# Installing a gas range (advice needed)



## Krichton

I'm installing a new gas range. Is there anything I need to know before connecting the new one and turning on the gas for the first time in 5 months? Thanks!


----------



## canadaclub

Is this a countertop range?


----------



## Krichton

No freestanding.


----------



## ncor

test your fittings with soappy water rinse and find a match


----------



## jeff1

Hi,

This may help....

http://www.applianceaid.com/gasconnector.html

jeff.


----------



## NothingsLevel

It's really easy - I did it myself last winter for the first time. If you've ever hooked up a gas clothes dryer, it's the exact same deal.
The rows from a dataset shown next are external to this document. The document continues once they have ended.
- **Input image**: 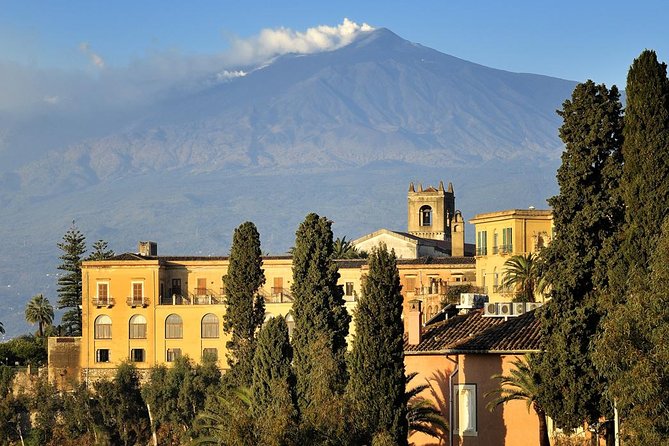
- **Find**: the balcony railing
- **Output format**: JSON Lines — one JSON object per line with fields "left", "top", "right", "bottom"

{"left": 160, "top": 288, "right": 224, "bottom": 305}
{"left": 476, "top": 247, "right": 488, "bottom": 256}
{"left": 498, "top": 244, "right": 513, "bottom": 255}
{"left": 92, "top": 297, "right": 115, "bottom": 307}
{"left": 263, "top": 287, "right": 293, "bottom": 303}
{"left": 126, "top": 296, "right": 149, "bottom": 307}
{"left": 492, "top": 245, "right": 499, "bottom": 254}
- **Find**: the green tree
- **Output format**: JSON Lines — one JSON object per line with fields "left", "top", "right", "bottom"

{"left": 594, "top": 50, "right": 669, "bottom": 445}
{"left": 617, "top": 50, "right": 669, "bottom": 279}
{"left": 27, "top": 376, "right": 63, "bottom": 445}
{"left": 251, "top": 316, "right": 298, "bottom": 446}
{"left": 0, "top": 366, "right": 28, "bottom": 446}
{"left": 25, "top": 294, "right": 54, "bottom": 337}
{"left": 223, "top": 221, "right": 266, "bottom": 387}
{"left": 594, "top": 217, "right": 669, "bottom": 444}
{"left": 291, "top": 213, "right": 350, "bottom": 413}
{"left": 347, "top": 244, "right": 407, "bottom": 446}
{"left": 333, "top": 236, "right": 367, "bottom": 259}
{"left": 405, "top": 372, "right": 448, "bottom": 441}
{"left": 486, "top": 356, "right": 549, "bottom": 446}
{"left": 499, "top": 253, "right": 543, "bottom": 302}
{"left": 57, "top": 223, "right": 86, "bottom": 336}
{"left": 537, "top": 80, "right": 623, "bottom": 433}
{"left": 192, "top": 387, "right": 256, "bottom": 446}
{"left": 95, "top": 362, "right": 150, "bottom": 446}
{"left": 87, "top": 239, "right": 115, "bottom": 260}
{"left": 142, "top": 355, "right": 221, "bottom": 443}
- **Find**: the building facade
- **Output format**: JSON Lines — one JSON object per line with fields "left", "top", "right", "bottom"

{"left": 469, "top": 209, "right": 552, "bottom": 302}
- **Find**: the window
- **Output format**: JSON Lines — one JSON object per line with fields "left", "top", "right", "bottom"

{"left": 476, "top": 231, "right": 488, "bottom": 255}
{"left": 201, "top": 313, "right": 219, "bottom": 338}
{"left": 502, "top": 227, "right": 513, "bottom": 253}
{"left": 202, "top": 348, "right": 218, "bottom": 361}
{"left": 129, "top": 314, "right": 147, "bottom": 339}
{"left": 345, "top": 282, "right": 354, "bottom": 296}
{"left": 405, "top": 276, "right": 416, "bottom": 293}
{"left": 166, "top": 348, "right": 182, "bottom": 362}
{"left": 454, "top": 384, "right": 477, "bottom": 436}
{"left": 165, "top": 314, "right": 183, "bottom": 339}
{"left": 493, "top": 231, "right": 499, "bottom": 254}
{"left": 96, "top": 349, "right": 110, "bottom": 363}
{"left": 420, "top": 205, "right": 432, "bottom": 226}
{"left": 97, "top": 282, "right": 109, "bottom": 305}
{"left": 130, "top": 348, "right": 145, "bottom": 362}
{"left": 131, "top": 282, "right": 144, "bottom": 304}
{"left": 94, "top": 315, "right": 112, "bottom": 339}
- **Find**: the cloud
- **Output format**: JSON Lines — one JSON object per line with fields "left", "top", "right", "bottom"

{"left": 225, "top": 18, "right": 374, "bottom": 66}
{"left": 79, "top": 42, "right": 105, "bottom": 68}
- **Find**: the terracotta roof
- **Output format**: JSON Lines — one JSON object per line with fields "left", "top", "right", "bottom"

{"left": 404, "top": 310, "right": 541, "bottom": 354}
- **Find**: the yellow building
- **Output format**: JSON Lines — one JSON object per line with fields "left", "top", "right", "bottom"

{"left": 48, "top": 180, "right": 479, "bottom": 384}
{"left": 74, "top": 250, "right": 475, "bottom": 383}
{"left": 469, "top": 209, "right": 552, "bottom": 302}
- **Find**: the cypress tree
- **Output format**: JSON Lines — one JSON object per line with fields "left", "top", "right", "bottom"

{"left": 347, "top": 244, "right": 407, "bottom": 446}
{"left": 57, "top": 223, "right": 86, "bottom": 336}
{"left": 537, "top": 80, "right": 623, "bottom": 431}
{"left": 619, "top": 50, "right": 669, "bottom": 274}
{"left": 222, "top": 221, "right": 266, "bottom": 387}
{"left": 291, "top": 213, "right": 350, "bottom": 411}
{"left": 594, "top": 50, "right": 669, "bottom": 446}
{"left": 251, "top": 316, "right": 297, "bottom": 445}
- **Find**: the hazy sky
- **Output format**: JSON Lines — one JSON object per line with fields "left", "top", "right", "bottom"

{"left": 1, "top": 0, "right": 667, "bottom": 89}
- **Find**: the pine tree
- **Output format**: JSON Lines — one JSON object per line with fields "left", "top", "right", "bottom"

{"left": 347, "top": 244, "right": 407, "bottom": 446}
{"left": 537, "top": 80, "right": 623, "bottom": 431}
{"left": 87, "top": 240, "right": 115, "bottom": 260}
{"left": 222, "top": 221, "right": 266, "bottom": 387}
{"left": 57, "top": 223, "right": 86, "bottom": 336}
{"left": 251, "top": 316, "right": 298, "bottom": 445}
{"left": 291, "top": 213, "right": 350, "bottom": 412}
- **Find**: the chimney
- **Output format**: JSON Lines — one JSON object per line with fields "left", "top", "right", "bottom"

{"left": 407, "top": 299, "right": 423, "bottom": 346}
{"left": 138, "top": 241, "right": 157, "bottom": 257}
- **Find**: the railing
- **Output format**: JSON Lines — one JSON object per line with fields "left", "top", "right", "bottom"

{"left": 492, "top": 245, "right": 499, "bottom": 254}
{"left": 498, "top": 244, "right": 513, "bottom": 255}
{"left": 476, "top": 247, "right": 488, "bottom": 256}
{"left": 126, "top": 296, "right": 149, "bottom": 307}
{"left": 264, "top": 287, "right": 293, "bottom": 303}
{"left": 160, "top": 288, "right": 224, "bottom": 305}
{"left": 92, "top": 297, "right": 115, "bottom": 307}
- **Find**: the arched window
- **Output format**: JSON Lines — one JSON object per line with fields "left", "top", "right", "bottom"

{"left": 420, "top": 205, "right": 432, "bottom": 226}
{"left": 165, "top": 314, "right": 183, "bottom": 339}
{"left": 201, "top": 313, "right": 219, "bottom": 338}
{"left": 95, "top": 315, "right": 112, "bottom": 339}
{"left": 129, "top": 314, "right": 147, "bottom": 339}
{"left": 285, "top": 314, "right": 295, "bottom": 340}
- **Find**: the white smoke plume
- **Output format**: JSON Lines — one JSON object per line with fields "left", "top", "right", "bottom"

{"left": 226, "top": 18, "right": 374, "bottom": 66}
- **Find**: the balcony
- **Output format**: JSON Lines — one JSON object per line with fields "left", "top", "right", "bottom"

{"left": 476, "top": 247, "right": 488, "bottom": 256}
{"left": 126, "top": 296, "right": 149, "bottom": 308}
{"left": 92, "top": 297, "right": 115, "bottom": 308}
{"left": 160, "top": 288, "right": 224, "bottom": 305}
{"left": 264, "top": 287, "right": 293, "bottom": 304}
{"left": 498, "top": 244, "right": 513, "bottom": 255}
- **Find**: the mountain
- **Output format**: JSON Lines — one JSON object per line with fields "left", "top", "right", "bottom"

{"left": 0, "top": 28, "right": 576, "bottom": 336}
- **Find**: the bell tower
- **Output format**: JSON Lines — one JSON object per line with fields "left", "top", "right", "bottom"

{"left": 407, "top": 181, "right": 455, "bottom": 241}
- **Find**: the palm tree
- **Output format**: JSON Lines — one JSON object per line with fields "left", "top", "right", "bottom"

{"left": 190, "top": 387, "right": 255, "bottom": 445}
{"left": 333, "top": 236, "right": 367, "bottom": 259}
{"left": 25, "top": 294, "right": 54, "bottom": 337}
{"left": 486, "top": 356, "right": 549, "bottom": 446}
{"left": 500, "top": 253, "right": 544, "bottom": 302}
{"left": 0, "top": 321, "right": 4, "bottom": 335}
{"left": 406, "top": 372, "right": 448, "bottom": 440}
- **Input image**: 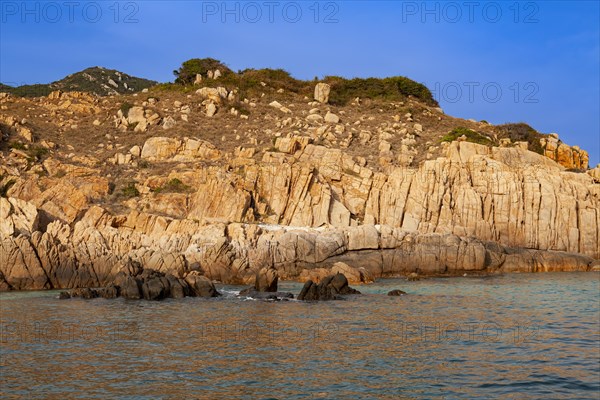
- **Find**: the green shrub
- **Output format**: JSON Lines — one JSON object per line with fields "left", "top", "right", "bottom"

{"left": 121, "top": 182, "right": 140, "bottom": 198}
{"left": 27, "top": 146, "right": 49, "bottom": 161}
{"left": 152, "top": 178, "right": 191, "bottom": 194}
{"left": 238, "top": 68, "right": 305, "bottom": 93}
{"left": 391, "top": 76, "right": 437, "bottom": 105}
{"left": 9, "top": 141, "right": 27, "bottom": 150}
{"left": 173, "top": 58, "right": 233, "bottom": 85}
{"left": 324, "top": 76, "right": 437, "bottom": 106}
{"left": 496, "top": 123, "right": 544, "bottom": 155}
{"left": 120, "top": 102, "right": 133, "bottom": 117}
{"left": 442, "top": 127, "right": 494, "bottom": 146}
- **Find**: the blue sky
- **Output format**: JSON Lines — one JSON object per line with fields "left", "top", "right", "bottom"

{"left": 1, "top": 1, "right": 598, "bottom": 165}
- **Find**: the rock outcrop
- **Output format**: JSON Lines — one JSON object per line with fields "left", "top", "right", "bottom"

{"left": 238, "top": 267, "right": 294, "bottom": 300}
{"left": 62, "top": 268, "right": 220, "bottom": 301}
{"left": 0, "top": 192, "right": 597, "bottom": 291}
{"left": 297, "top": 273, "right": 361, "bottom": 301}
{"left": 314, "top": 83, "right": 331, "bottom": 104}
{"left": 541, "top": 134, "right": 589, "bottom": 170}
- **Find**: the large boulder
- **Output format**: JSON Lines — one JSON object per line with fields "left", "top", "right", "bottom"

{"left": 127, "top": 106, "right": 148, "bottom": 132}
{"left": 314, "top": 83, "right": 331, "bottom": 104}
{"left": 185, "top": 271, "right": 221, "bottom": 298}
{"left": 140, "top": 270, "right": 171, "bottom": 300}
{"left": 297, "top": 273, "right": 360, "bottom": 301}
{"left": 255, "top": 267, "right": 278, "bottom": 292}
{"left": 331, "top": 262, "right": 374, "bottom": 284}
{"left": 115, "top": 273, "right": 142, "bottom": 299}
{"left": 141, "top": 137, "right": 182, "bottom": 160}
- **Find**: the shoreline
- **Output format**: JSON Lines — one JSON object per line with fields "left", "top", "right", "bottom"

{"left": 1, "top": 262, "right": 598, "bottom": 294}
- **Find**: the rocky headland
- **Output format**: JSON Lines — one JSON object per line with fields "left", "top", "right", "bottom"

{"left": 1, "top": 60, "right": 599, "bottom": 293}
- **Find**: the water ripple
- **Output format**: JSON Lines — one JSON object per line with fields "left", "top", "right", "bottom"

{"left": 1, "top": 272, "right": 599, "bottom": 399}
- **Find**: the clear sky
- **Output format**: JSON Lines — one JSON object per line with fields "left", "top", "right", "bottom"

{"left": 1, "top": 1, "right": 598, "bottom": 166}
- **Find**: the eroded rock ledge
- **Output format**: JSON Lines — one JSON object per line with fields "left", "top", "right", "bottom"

{"left": 1, "top": 199, "right": 596, "bottom": 292}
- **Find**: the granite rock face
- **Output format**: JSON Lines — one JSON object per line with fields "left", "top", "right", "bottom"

{"left": 1, "top": 140, "right": 599, "bottom": 291}
{"left": 0, "top": 204, "right": 596, "bottom": 291}
{"left": 540, "top": 135, "right": 589, "bottom": 170}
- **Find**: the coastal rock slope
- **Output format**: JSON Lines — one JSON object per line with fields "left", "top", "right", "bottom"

{"left": 1, "top": 65, "right": 598, "bottom": 290}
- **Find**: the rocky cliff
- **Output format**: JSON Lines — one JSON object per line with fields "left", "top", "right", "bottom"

{"left": 1, "top": 74, "right": 598, "bottom": 290}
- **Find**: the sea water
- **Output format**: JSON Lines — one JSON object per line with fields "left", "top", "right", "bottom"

{"left": 1, "top": 273, "right": 599, "bottom": 399}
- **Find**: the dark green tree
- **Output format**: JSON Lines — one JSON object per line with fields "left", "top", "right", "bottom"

{"left": 173, "top": 58, "right": 232, "bottom": 85}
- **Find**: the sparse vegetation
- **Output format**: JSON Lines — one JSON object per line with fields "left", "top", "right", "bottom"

Get the kit which comes with the gas line, fittings, sealant and soapy water "test fluid" all in one bag. *Follow the printed directions* and as long as you know which end of a wrench to hold, you should be done in under 30 minutes.


----------



## Krichton

Thanks for all the replies. I was actually concerned more about the gas than anything else. Now that I finally got around to connecting everything I just discovered that the nipple still attached to the gas pipe is too small to be connected to the standard gas supply line that came with the range. Damn that thing is tight!!


----------



## jeff1

> Damn that thing is tight!!


Sometimes a little penetrating oil soaked in helps.

jeff.


----------



## Hushpuppy

The good thing is, if you screw it up you'll smell it pretty quick... Just make sure your "off" valve works well!

I used teflon tape on my threads when I attached my range. Make sure you use it only on the threads, and not on the surfaces where the nipple joins.


----------